現在の使用用途としては、直接覆髄やパーフォレーションリペア、根管充填が挙げられます。

直接覆髄と言うのは、歯の中にある神経が露出した際に何らかの材料でふさぎ、神経を保護する治療法です。今までは水酸化カルシウム製剤が使用されてきました。しかし、MTAセメントを使用した方が上手く行く事がわかり、現在ではこの治療法における第一選択(標準治療)となっています。水酸化カルシウムに取って代わったという事です。

パーフォレーションとは、歯の根の管に穴が開いてしまった状態を指します。これも、今まではスーパーボンド、EBAセメントなどが使用されていましたが、MTAセメントに置き変わっています。

根管充填とは根の中に封鎖材を詰める事なんですが、ここでもMTAは優位性があるとのことです。

これらに共通するのは、リペアする対象部分が象牙質と呼ばれる場所だという事です。即ち、象牙質の修復材です。

象牙質は水分が多い組織です。更に象牙質が破損している箇所は概ね出血や体液によって濡れています。濡れた環境で確実に硬化するセメントは存在しなかったのです。

また、効果反応中にわずかに体積が膨張する為に、封鎖性が高くなります。封鎖性の甘い材料は、その隙間から細菌の侵入を許し、感染の原因になります。

これらの性質に加え、高いPhを保ち続けることで抗菌能力が長く続きます。一度硬化して、しばらくしてから砕いたMTAのPhは高いままです。勿論最初の硬化物よりPhが下がっていますが、アルカリ傾向は示したままです。

これらの物性や臨床成績、基礎研究などの関連論文数は世界中から1993年から2014年までに約1550件の出版があり、これは他の材料と比較しても堅牢と言えるバックボーンです。ましてや先進国の中で日本しか行っていない3mix-mp法、ドックベストセメントなどとは比較にさえならない信頼性の高い医学的根拠を示しています。

MTAセメントの特徴をまとめると

1、生体親和性が非常に高い

2、硬化膨張する為に、封鎖性が高い

3、湿潤した環境でもスペック通りに硬化する

4、抗菌作用が長く、減弱が遅い

ざっと上げるとこんなところです。

生体親和性が高いという事は、神経組織や骨、粘膜に直接触れても問題を起こしにくいという事です。

効果膨張する為に封鎖性が高いという事は、細菌の侵入を防ぐ効果高いという事です。

濡れていても確実に硬化するという事は、濡れた環境でも高い封鎖性を発揮し、細菌の侵入を防ぐという事です。

抗菌作用があり長く続けば、2次的な汚染に対して抵抗力がある程度期待できると考えられます。

さて、ここで間違い易いのは、MTAで感染した神経を救うことが出来るという錯覚です。MTAでリペアできるのは象牙質であって、歯髄(神経)ではありません。健康な神経が感染して病気になることを防ぐことはできます。しかし、感染してしまった神経を直接救うことはできません。
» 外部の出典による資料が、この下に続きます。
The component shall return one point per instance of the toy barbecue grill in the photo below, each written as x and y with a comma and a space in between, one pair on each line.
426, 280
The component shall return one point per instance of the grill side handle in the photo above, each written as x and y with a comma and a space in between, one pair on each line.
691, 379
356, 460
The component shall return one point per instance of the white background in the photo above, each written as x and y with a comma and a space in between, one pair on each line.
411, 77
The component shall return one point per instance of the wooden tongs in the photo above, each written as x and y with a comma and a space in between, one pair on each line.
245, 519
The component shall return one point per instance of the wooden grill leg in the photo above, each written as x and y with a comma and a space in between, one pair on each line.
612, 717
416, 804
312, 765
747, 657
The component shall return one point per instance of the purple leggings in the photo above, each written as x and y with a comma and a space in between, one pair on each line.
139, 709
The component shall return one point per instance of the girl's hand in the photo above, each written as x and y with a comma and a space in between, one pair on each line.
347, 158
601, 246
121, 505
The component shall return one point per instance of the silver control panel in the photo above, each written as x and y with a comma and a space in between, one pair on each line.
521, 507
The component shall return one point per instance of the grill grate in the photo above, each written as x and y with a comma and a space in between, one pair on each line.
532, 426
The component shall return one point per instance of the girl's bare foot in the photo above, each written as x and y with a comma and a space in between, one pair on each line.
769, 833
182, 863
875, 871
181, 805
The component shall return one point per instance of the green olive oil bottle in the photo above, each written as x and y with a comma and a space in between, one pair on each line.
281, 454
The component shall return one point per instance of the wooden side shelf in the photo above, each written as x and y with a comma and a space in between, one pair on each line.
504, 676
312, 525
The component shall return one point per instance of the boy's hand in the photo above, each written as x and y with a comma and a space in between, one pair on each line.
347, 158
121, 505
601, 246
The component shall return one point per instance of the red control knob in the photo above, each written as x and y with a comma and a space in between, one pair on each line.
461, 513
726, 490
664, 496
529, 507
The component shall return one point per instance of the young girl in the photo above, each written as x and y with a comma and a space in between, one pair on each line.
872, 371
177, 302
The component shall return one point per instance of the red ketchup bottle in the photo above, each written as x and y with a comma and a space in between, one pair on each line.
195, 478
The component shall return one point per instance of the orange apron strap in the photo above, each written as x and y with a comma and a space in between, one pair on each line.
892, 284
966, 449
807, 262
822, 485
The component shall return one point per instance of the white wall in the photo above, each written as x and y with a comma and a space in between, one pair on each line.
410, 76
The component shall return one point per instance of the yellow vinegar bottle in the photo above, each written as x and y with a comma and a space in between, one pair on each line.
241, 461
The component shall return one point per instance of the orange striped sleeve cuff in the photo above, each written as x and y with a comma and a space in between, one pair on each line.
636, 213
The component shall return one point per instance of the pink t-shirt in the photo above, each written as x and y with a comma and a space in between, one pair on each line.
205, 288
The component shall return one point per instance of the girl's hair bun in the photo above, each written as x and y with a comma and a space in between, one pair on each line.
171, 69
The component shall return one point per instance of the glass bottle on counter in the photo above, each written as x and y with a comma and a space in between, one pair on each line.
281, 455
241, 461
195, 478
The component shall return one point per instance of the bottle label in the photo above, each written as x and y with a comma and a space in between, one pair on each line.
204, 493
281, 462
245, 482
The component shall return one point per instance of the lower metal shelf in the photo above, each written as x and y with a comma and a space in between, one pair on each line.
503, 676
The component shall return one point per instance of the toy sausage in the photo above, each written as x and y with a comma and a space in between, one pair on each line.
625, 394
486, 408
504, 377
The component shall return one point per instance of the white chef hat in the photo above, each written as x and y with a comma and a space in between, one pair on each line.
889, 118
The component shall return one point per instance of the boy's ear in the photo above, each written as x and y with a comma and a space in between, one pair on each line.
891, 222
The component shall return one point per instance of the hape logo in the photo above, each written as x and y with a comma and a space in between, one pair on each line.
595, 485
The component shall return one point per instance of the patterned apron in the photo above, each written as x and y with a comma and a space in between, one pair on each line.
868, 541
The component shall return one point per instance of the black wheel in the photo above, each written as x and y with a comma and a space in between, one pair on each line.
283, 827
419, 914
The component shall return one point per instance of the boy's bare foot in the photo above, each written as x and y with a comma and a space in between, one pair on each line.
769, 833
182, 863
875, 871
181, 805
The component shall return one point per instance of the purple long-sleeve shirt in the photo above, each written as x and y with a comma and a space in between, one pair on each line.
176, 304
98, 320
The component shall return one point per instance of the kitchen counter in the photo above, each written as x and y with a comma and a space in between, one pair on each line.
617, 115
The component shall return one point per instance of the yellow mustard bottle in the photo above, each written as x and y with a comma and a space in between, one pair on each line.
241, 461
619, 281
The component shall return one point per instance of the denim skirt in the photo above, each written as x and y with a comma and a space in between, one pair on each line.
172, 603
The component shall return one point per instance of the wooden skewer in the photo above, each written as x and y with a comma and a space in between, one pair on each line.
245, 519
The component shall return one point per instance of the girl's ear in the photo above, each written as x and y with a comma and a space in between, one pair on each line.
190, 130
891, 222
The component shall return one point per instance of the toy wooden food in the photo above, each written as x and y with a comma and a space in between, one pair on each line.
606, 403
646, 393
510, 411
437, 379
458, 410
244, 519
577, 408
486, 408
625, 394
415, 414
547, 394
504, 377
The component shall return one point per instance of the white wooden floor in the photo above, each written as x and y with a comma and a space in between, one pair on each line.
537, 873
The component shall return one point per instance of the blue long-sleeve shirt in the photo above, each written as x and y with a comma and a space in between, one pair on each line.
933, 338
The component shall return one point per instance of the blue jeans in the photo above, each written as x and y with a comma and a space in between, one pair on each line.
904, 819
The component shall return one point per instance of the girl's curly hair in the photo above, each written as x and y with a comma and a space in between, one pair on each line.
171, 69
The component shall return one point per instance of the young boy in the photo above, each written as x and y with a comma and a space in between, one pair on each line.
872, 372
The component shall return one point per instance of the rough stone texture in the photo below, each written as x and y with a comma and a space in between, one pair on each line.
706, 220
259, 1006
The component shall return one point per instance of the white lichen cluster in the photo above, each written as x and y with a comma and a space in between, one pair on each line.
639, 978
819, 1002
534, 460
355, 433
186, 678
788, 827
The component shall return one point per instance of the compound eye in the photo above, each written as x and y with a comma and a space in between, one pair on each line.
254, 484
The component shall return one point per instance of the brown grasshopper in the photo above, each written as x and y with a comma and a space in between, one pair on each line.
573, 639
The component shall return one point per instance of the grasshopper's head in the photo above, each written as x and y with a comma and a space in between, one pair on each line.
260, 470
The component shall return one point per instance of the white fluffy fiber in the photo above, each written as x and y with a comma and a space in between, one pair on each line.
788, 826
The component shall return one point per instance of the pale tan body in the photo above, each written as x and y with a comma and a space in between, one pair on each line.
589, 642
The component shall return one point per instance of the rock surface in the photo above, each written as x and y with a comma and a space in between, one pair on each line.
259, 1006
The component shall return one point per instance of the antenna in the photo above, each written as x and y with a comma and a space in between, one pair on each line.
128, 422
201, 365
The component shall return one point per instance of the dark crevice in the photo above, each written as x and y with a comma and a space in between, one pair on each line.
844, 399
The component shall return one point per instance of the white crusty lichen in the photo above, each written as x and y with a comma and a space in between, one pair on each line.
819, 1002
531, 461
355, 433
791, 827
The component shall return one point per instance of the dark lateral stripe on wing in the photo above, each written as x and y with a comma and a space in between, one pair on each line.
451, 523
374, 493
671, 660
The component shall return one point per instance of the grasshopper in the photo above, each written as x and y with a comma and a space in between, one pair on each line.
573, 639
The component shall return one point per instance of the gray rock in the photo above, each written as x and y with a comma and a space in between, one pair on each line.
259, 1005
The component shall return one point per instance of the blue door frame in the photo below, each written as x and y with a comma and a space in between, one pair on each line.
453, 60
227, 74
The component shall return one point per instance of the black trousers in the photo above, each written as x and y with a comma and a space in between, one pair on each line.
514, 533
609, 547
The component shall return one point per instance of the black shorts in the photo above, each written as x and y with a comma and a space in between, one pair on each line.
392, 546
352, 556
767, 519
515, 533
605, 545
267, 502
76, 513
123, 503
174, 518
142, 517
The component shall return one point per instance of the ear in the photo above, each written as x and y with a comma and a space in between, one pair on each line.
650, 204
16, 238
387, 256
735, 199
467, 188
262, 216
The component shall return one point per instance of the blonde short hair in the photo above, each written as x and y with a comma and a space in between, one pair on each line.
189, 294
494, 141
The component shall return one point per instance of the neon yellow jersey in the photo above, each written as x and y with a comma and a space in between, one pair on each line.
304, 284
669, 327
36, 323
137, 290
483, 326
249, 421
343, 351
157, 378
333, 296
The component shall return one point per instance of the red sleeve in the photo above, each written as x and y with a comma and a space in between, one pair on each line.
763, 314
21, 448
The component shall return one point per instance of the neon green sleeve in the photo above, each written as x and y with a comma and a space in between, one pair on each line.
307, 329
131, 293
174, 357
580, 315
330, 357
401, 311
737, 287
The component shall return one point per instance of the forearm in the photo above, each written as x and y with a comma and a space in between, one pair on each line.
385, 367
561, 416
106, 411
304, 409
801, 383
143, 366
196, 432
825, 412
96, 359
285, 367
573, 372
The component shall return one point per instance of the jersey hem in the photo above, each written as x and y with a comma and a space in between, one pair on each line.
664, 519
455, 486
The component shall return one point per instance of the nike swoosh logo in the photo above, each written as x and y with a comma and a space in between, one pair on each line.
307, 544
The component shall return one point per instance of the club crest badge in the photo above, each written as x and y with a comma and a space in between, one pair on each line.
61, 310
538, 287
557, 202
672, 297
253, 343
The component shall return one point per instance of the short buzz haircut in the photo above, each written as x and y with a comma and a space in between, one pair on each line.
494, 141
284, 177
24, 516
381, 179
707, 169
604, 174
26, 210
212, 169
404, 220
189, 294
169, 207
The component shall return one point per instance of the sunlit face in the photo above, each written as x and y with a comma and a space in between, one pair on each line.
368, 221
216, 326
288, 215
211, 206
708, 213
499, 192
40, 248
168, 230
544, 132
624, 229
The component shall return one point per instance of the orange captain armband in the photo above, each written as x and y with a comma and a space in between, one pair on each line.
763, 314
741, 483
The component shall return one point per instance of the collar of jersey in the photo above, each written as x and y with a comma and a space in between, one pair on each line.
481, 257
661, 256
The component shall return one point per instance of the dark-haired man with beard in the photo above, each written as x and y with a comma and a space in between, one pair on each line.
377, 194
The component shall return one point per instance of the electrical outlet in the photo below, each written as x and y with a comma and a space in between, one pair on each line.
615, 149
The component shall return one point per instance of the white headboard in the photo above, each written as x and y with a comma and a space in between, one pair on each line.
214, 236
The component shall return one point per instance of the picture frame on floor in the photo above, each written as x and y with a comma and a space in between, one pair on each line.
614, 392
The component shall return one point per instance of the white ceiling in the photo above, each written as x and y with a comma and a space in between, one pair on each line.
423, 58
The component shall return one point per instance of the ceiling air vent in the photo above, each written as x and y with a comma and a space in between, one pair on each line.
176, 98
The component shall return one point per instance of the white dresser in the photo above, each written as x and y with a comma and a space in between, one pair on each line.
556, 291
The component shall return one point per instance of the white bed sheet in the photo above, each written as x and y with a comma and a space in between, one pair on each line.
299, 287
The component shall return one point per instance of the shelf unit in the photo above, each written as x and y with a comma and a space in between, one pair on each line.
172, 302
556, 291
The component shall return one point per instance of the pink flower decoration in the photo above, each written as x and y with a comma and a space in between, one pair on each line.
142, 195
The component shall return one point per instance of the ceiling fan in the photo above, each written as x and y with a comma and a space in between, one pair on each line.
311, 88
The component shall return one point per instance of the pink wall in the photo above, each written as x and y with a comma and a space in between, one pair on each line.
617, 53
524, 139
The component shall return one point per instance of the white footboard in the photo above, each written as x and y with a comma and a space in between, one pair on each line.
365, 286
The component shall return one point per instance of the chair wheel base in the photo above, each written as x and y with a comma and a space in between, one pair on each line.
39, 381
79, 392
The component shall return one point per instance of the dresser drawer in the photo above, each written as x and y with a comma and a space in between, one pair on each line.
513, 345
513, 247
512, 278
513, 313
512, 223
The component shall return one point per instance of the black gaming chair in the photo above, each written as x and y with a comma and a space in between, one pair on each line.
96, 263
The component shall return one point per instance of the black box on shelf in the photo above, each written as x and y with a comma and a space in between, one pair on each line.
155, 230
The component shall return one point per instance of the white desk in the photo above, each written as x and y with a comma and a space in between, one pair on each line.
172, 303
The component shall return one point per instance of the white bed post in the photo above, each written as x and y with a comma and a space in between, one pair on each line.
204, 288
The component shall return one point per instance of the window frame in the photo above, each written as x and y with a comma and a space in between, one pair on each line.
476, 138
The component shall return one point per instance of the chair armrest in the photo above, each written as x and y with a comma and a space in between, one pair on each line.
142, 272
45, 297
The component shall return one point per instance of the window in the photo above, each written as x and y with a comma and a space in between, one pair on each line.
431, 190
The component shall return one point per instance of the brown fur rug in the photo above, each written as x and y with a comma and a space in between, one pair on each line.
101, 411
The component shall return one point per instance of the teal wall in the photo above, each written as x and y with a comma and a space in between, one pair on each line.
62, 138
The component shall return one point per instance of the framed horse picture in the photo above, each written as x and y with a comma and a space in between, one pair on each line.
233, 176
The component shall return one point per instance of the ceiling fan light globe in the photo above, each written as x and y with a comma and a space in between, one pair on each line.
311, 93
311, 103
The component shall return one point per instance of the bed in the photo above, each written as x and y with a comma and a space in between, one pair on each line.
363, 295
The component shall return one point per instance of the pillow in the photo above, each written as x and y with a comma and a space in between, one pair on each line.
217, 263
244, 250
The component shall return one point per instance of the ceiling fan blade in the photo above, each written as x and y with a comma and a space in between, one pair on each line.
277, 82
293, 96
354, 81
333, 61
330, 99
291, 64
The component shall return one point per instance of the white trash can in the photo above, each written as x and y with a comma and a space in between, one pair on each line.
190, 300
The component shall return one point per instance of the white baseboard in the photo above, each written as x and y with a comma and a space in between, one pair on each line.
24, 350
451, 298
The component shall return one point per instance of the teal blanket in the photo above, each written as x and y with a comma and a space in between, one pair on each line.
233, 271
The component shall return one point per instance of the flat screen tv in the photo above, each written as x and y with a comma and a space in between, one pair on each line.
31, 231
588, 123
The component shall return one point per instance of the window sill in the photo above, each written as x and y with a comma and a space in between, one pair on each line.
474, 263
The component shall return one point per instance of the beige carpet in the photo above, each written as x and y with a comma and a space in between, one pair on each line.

これはMTAに限りませんが、感染した神経は救う方法がありません。従ってMTAを使用して直接覆髄を行う場合、象牙質の診断と神経の診断を分けて考える必要が有ります。特に神経の診断です。診断が間違っていれば治療は確実に失敗します。

これはMTAに限りません。例えば、胃潰瘍なのに、高血圧の薬飲んでも治りません。白血病なのに風薬飲んでも治りません。ヘルニアなのに抗生物質飲んでも治りません。(飛躍し過ぎの比喩かもしれませんが。)

歯髄炎(神経が感染性の炎症を起こした状態)なのにMTAで象牙質をガッツリ封鎖しただけでは治りません。この場合、現在の医学水準では神経を取り除いて感染の拡大を防ぎ、歯の寿命を延ばす事が最善と考えられています。神経を抜くと歯の寿命が短くなるのではありません。病気になったから寿命が短くなったのです。そして治療で少しでも寿命を延ばしているのが現状です。健康な歯と比較して病気になった歯の寿命が短いのは仕方のないことです。(しかし、神経を取る治療のレベルは確実に高い水準で行う必要が有ります。ラバーダム等の感染に対する配慮無しだと結構な確率で再感染します。)

また、神経の診断は最終的には治療中に判断せざるを得ない場合も多々あります。神経が露出した際に出血して来ますが、これが止められれば直接覆髄の成功率が上がります。虫歯になった組織の中から露出した神経は、比較的止血が困難で、成功率が下がります。これは治療しなければ判断できない事です。

パーフォレーションリペアや外科的歯内療法でも同じことが言えます。優れた材料ですが、生物学的原則から乖離した治療を行なうと確実に失敗します。感染源の確実な除去。細菌の侵入が起こらないような確実な封鎖。これが出来なければ何を使っても上手くいきません。

基本に忠実に治療を行った場合のみ、優れた材料はその恩恵を私達に与えてくれます。

 

 

最小限の侵襲による歯科治療(MID)

西暦1867年、我が年号においては慶応3年。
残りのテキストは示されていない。